Der Alltag ist gefährlicher als ein Botellón
Wie sollen sich Eltern verhalten, wenn die Kinder zu viel Alkohol trinken? Wie merken sie, wann der Alkoholkonsum zum Problem wird? Was Sozialarbeiter und Fachleute raten.
Silvesterparty, Züri-Fäscht, Street Parade und jetzt ein explizit als kollektives Betrinken organisierter Anlass namens Botellón: Jugendliche Rauschtrinker werden dann zum Thema, wenn sie nach einem Grossanlass in den Medien sichtbar sind. Für Sozialarbeiter und Drogenfachleute sind solche Events allerdings nicht das zentrale Problem punkto übermässigen Alkoholkonsums von Jugendlichen.

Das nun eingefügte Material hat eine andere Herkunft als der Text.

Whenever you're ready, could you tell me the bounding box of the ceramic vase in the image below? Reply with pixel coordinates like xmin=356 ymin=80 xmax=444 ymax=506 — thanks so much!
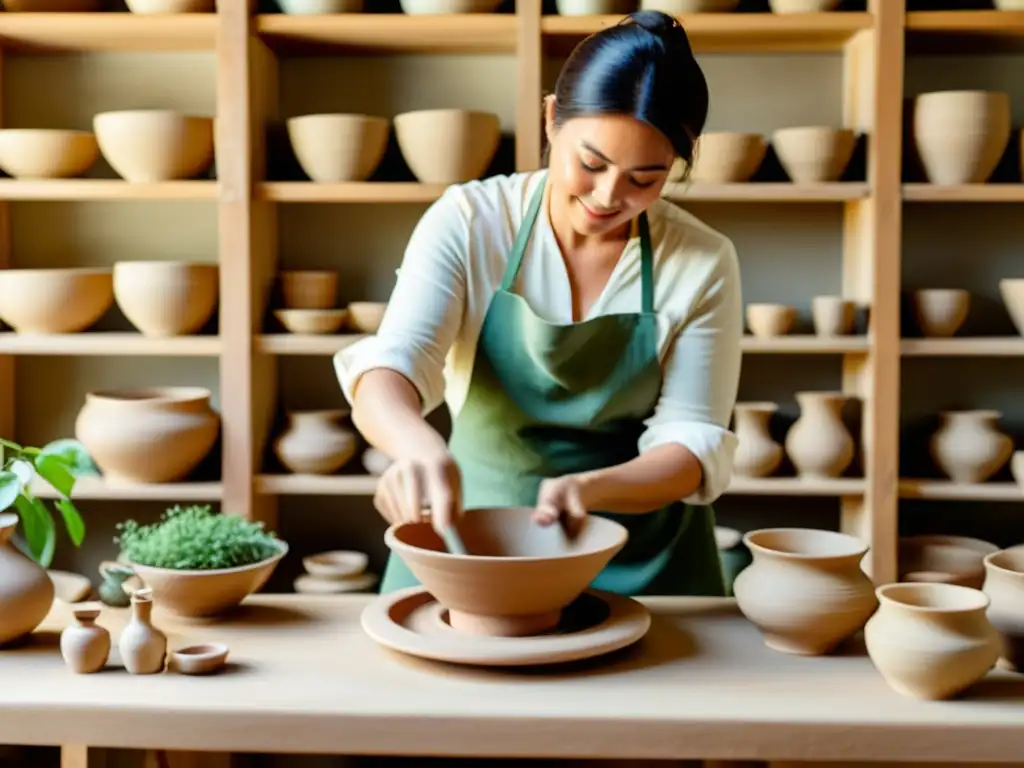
xmin=273 ymin=411 xmax=357 ymax=475
xmin=75 ymin=387 xmax=220 ymax=482
xmin=785 ymin=392 xmax=854 ymax=477
xmin=982 ymin=546 xmax=1024 ymax=672
xmin=733 ymin=528 xmax=878 ymax=655
xmin=733 ymin=402 xmax=782 ymax=477
xmin=928 ymin=410 xmax=1014 ymax=483
xmin=118 ymin=589 xmax=167 ymax=675
xmin=60 ymin=603 xmax=111 ymax=675
xmin=0 ymin=513 xmax=54 ymax=646
xmin=864 ymin=583 xmax=1002 ymax=699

«Der Alltag bietet viele Gelegenheiten, sich zu betrinken, sei es an einem Wald- und Wiesenfest auf dem Land oder anlässlich eines Fussballspiels in der Stadt», sagt Enrico Zoppelli, der als Coach bei der Jugendberatungsstelle Samowar in Meilen arbeitet. Ein Feuerwehrfest wirke nicht provokativ wie ein Botellón - inhaltlich würden sich die beiden Anlässe jedoch kaum unterscheiden: Das eine wie das andere sei ein organisiertes Rauschtrinken.
Verbote sind kontraproduktiv
Für Zoppelli stellt sich daher nicht unbedingt die Frage, ob Eltern ihren Kindern die Teilnahme am Botellón in Zürich erlauben sollen, falls es denn überhaupt stattfinden wird. Eltern sollten das Konsumverhalten ihrer Kinder kontinuierlich beobachten und sich nicht erst dafür interessieren, «wenn sie ein paar Mal betrunken nach Hause gekommen sind», wie Zoppelli sagt. Der Alkoholkonsum müsse angesprochen werden, und zwar in einem Ton, dass die Kritik für das Kind annehmbar sei. «Verbote und Diktate bewirken oft eine Protesthaltung», sagt Zoppelli.
Katharina Gerber-Eggimann, die als Sozialarbeiterin und Elterncoach in Biel arbeitet, empfiehlt konkrete Abmachungen, damit Jugendliche heil aus einem rauschhaften Abend herauskommen. So sollen beispielsweise die Konsummenge und die Heimkehr vorgängig festgelegt werden. «Eltern müssen sich bewusst sein, dass ihr Einfluss auf ihre Kinder im Jugendalter beschränkt ist. Gehen sie mit ehrlichem Interesse und Respekt mit ihnen um, sind ihre Erfolgschancen höher», sagt die Sozialarbeiterin. Die Basis dazu werde bereits in den frühen Kinderjahren gelegt. «Wem es in dieser Zeit gelingt, eine konstruktive Konfliktkultur aufzubauen, für den wird es einfacher werden, Lösungen zu finden, wenn die Kinder in der Pubertät sind. Kinder akzeptieren ihre Eltern als unumschränkte Führungspersonen nur bis ins Alter von ungefähr 10 Jahren», sagt Gerber-Eggimann.
Statt Verbote auszusprechen, sollten Eltern danach fragen, was sich Jugendliche vom Rauschtrinken versprechen würden. «Jeder Mensch hat das Bedürfnis nach rauschhaften Zuständen», sagt Gerber-Eggimann. Vor allem kleine Kinder erreichten sie ohne Zusatzstoffe: indem sie sich im Spiel selber vergessen. Doch auch für Jugendliche gebe es Alternativen zu Alkohol und anderen Drogen, ist Gerber-Eggimann überzeugt. «Sport und Kunst sind beispielsweise Mittel, Aufregung und Rausch zu erleben, ohne sich zu schädigen», sagt sie. Den Jugendlichen müssten mehr Freiräume zu Verfügung gestellt werden, die sie selber gestalten können.
Suchtmittel gehören zur Jugend
Dass Jugendliche Alkohol ausprobieren und Suchtmittel ihre Neugier wecken, sei völlig normal und Teil des Erwachsenwerdens, ist die Sozialarbeiterin überzeugt. Heikel wird es allerdings dann, wenn der Alkohol zum einzigen Mittel der Zerstreuung werde und Rauschtrinken zum dominierenden Teil des Freizeitverhaltens. «Sobald sich ein Jugendlicher zwanghaft betrinkt, steigt die Gefahr, dass er abhängig wird», sagt Gerber-Eggimann.
Gemäss der Schweizerischen Fachstelle für Alkohol- und andere Drogenprobleme sind Jugendliche dann gefährdet, wenn sie beispielsweise dreimal pro Monat je fünf Stangen Bier, fünf Gläser Wein oder fünf Schnäpse trinken.